Energy systems modelling is the process of creating simulations of energy systems, including the sources, pathways, and end uses of energy. This can include models of individual components, such as power plants or electric vehicles, as well as models of entire energy systems, such as a national electricity grid or a city's transportation system. 

They have become essential tools for assessing future energy needs and designing flexible energy systems to meet supply and demand across diverse communities and geographies.

The goal of energy systems modelling is to understand the interactions and dependencies between different components of the energy system and to identify opportunities for improvement, optimisation and decarbonisation. This can be used to inform energy policy and decision-making, as well as to design and test new technologies and infrastructure.

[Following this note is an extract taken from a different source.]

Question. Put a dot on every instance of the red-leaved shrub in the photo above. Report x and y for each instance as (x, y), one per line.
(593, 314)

With tens of thousands of variables, across so many aspects of human society, developing these tools to create reliable and useable scenarios is cutting-edge science. As with most computer simulations, the quality of output is highly dependent on the quality of data programming, so using these tools requires specialist training, time and experience.

The SGI contributes our expertise to a number of programmes overseas where we are helping to build this expertise more widely, particularly in developing countries.  It’s a constructive contribution to designing decarbonised energy systems that we hope will help the world towards a Net Zero future.

In the rest of this section, you can find out more about how and where we work overseas to build capacity in energy systems planning and the variety of tools we use – including our new in-house next-generation platform: MUSE.

MUSE - a new Energy Systems Model

The SGI has developed a new Energy Sytems Model, called MUSE. It takes a whole systems approach to simulate energy transitions towards a low carbon world.